0.1.2 regression, not forwarding EXTRA_ARGS breaks public facing deploy

[DamianPereira]

What happened?

Hi! I have an adk agent deployed into a public facing endpoint, with a middleware providing jwt based auth for user resources.

This is intended to be a production agent facing real end users, not an internal tool used by employees or depending on google auth. agents-cli 0.1.1 worked fine for this, by allowing me to use --allow-unauthenticated (authentication was happening in the middleware layer).

skills and help say use --dry-run (or -n) to print the full gcloud command, copy it, and add additional arguments as needed.. But this is part of CI/CD systems, I can not stop, edit the command, and send it again. A window of not being reachable is also not acceptable.

Why was this feature removed? It breaks agents-cli for our usecase, with no apparent benefit.

Steps to Reproduce

run agents-cli deploy --project some-project --allow-unauthenticated

What did you expect to happen?

agent deploys and endpoint is publicly reachable (allUsers group has invoke role)

Client information

Client Information

Not relevant, I have 0.1.1 locally, but 0.1.2 breaks our workflows.

Command Output / Logs

agents-cli v0.1.3
Usage: google-agents-cli deploy [OPTIONS]
Try 'google-agents-cli deploy --help' for help.

Error: No such option '--allow-unauthenticated'.

Anything else we need to know?

There seems to be close to 0 docs on how to do a public facing production ready agent. I had to drop agent engine since there was no way of adding ag-ui-adk middleware to it in order to use frontend agent ui tools.

[sushicw]

Thank you for writing!

Some background on this change: we wanted to avoid the pass-through arguments because it couples the agents-cli interface with the underlying implementation, meaning you have to know what internal thing is being called in order to know what extra args are valid to include, and it makes it difficult for us to maintain as those internal args (which we don't control) may change, or where we may want to use different underlying commands for different use-cases. Removing the pass-through EXTRA_ARGS brought deploy more in line with other commands.

Full transparency here: we did recognize this was not backwards compatible, but hoped that we could squeeze the change in before anyone was actually depending on the pass-through behavior. It looks like that gambit did not pay off. Sincere apologies for the trouble this has caused you!

The recommendation in the skills to use the underlying gcloud command would be doing that instead of agents-cli deploy. Basically, use deploy --dry-run offline to figure out the underlying command, then just update the CI/CD to ignore the agents-cli middleman and do the gcloud command directly (plus whatever extra arguments or advanced usage you need). Or alternately, you could have scripting that runs agents-cli deploy --dry-run, parses out the gcloud command, and then runs that with extra args appended. I wouldn't be happy needing to resort to that kind of workaround either, though.

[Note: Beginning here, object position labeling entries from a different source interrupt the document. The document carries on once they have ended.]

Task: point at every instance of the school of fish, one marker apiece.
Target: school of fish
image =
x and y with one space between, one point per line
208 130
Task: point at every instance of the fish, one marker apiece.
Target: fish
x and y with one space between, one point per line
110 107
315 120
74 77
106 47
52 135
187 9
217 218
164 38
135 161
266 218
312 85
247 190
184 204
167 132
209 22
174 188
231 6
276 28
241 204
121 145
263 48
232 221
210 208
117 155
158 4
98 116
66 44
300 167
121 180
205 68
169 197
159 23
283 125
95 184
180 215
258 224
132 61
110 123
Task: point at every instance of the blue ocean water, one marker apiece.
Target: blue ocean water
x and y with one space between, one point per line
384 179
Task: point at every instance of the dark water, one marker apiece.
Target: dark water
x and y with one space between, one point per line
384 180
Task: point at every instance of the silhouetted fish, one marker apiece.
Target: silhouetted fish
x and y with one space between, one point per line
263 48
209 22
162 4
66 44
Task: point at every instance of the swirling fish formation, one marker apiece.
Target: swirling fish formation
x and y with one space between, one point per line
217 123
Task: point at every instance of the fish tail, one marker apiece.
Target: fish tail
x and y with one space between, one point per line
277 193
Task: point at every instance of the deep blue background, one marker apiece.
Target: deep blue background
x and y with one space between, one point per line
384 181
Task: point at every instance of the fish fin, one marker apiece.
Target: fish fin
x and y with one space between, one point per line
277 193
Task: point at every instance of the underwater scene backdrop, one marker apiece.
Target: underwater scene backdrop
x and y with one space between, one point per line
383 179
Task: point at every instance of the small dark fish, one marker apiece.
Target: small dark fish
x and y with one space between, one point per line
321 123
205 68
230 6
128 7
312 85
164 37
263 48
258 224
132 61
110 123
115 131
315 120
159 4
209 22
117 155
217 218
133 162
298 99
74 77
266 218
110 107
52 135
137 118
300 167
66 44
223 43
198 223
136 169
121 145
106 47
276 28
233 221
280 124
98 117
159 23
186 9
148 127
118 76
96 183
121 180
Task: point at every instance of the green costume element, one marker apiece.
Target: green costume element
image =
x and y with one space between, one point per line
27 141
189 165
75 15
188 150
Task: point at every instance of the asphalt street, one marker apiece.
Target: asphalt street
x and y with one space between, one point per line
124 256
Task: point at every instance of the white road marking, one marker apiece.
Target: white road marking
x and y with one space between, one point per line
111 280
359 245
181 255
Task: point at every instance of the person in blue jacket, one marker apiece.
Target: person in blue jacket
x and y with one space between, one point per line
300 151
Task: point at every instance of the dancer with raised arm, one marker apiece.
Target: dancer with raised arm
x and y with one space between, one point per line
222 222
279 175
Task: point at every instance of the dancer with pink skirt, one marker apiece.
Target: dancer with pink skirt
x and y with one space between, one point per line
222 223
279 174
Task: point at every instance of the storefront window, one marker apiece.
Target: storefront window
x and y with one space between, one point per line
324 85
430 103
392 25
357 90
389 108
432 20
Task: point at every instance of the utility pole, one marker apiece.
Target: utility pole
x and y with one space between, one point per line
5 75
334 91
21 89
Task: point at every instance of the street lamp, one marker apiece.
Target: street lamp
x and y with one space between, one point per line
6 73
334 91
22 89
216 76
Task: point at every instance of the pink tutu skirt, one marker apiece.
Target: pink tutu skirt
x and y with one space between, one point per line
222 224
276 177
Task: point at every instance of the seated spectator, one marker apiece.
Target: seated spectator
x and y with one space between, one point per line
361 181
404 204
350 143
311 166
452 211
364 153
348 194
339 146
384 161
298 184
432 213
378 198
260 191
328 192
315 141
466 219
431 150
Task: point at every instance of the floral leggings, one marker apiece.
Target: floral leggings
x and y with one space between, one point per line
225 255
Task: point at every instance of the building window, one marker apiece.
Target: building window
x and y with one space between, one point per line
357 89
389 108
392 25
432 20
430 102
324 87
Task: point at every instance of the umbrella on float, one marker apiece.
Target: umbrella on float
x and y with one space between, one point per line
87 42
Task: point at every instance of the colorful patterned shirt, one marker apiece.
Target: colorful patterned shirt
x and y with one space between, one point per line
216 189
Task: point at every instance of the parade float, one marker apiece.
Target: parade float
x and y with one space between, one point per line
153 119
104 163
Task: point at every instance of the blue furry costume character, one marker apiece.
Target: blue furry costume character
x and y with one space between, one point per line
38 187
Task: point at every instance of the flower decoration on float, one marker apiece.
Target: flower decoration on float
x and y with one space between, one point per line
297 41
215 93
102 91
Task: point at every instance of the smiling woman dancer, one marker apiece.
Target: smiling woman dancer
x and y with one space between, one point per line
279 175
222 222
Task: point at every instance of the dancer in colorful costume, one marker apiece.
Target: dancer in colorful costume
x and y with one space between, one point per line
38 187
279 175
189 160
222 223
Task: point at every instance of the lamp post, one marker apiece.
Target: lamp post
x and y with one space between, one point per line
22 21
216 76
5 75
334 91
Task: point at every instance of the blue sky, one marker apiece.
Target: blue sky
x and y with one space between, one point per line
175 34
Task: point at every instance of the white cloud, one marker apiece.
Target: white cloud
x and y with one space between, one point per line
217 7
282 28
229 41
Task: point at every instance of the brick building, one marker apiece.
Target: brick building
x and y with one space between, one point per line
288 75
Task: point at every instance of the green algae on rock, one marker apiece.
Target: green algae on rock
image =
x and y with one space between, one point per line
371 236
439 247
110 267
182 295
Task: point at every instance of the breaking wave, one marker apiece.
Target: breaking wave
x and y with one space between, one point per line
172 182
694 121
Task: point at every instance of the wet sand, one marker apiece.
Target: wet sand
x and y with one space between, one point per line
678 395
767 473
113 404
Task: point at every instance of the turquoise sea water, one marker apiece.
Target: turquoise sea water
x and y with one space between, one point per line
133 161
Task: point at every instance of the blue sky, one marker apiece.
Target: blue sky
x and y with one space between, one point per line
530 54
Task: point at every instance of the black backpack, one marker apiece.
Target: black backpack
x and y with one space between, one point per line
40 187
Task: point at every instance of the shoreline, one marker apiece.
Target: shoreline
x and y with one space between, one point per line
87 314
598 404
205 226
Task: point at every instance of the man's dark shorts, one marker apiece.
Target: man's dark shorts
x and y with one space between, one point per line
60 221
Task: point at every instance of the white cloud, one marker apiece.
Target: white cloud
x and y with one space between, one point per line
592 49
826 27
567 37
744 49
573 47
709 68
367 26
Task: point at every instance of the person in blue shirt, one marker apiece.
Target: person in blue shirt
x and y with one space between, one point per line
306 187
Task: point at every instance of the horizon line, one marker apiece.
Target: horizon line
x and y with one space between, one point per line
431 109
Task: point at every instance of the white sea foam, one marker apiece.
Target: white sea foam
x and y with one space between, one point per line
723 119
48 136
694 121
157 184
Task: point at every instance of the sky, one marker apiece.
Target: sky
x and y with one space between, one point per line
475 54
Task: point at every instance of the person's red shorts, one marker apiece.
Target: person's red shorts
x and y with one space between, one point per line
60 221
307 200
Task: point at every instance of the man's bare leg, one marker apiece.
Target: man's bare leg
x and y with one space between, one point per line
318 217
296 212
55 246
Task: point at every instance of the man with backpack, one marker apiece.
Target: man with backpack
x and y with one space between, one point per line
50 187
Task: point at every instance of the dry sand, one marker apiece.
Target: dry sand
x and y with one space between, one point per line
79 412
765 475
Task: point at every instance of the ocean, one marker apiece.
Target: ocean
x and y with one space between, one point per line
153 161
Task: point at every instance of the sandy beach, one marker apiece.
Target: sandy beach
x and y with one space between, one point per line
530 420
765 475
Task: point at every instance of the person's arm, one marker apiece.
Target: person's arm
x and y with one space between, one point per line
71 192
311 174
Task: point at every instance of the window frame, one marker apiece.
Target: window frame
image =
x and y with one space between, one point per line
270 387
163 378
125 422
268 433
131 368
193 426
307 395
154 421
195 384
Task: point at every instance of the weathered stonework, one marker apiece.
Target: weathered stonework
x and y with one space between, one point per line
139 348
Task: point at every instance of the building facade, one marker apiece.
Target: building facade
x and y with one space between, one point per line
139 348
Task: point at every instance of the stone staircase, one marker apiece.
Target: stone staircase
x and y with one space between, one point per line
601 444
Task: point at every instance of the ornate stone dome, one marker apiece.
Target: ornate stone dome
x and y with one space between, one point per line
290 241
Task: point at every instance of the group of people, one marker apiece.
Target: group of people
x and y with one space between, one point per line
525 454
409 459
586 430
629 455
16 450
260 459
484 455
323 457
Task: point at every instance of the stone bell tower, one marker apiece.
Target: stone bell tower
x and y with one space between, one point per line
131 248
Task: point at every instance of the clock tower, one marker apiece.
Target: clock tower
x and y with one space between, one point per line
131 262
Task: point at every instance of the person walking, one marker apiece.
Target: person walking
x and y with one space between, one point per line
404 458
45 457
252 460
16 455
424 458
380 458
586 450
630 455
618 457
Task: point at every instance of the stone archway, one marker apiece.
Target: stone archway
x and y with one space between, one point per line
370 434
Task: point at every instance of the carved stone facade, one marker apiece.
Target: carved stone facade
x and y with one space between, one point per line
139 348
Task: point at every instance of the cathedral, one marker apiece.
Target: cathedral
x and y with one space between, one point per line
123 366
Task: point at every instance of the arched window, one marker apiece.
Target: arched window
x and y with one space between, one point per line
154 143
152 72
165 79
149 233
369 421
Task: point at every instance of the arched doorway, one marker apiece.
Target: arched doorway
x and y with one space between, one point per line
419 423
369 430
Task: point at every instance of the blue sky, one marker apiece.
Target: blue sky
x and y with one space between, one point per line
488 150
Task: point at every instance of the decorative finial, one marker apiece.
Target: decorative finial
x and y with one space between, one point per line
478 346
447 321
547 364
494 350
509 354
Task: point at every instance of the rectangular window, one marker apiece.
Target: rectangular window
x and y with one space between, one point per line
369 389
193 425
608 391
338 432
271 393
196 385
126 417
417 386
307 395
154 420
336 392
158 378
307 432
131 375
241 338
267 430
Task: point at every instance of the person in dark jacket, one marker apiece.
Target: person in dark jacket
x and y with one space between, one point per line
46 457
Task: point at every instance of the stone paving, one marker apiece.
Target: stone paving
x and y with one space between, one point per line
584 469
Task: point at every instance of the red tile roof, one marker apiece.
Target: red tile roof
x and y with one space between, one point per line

All that said: this is useful feedback that --allow-unathenticated in particular is a useful thing for you, and one thing we can do is examine if it would make sense to promote it to be part of the --deploy interface. Please stay tuned.

[DamianPereira]

Thanks! Yes that's what we ended up doing, fall back on gcloud. Some general advice or docs on how to do auth would be awesome, it looks like agents-cli is very targeted to intranet/gemini enterprise agents, instead of public facing auth-gated agents. Or at least there are some gaps in the docs/examples.

If it happens with --alllow-unauthenticated or some other flag, or any kind of change in adk/agents-cli/etc that's out of my hands, I'd love a recommended secure "this is how you do auth for an agent" pattern, even if it means restructuring our current solutions.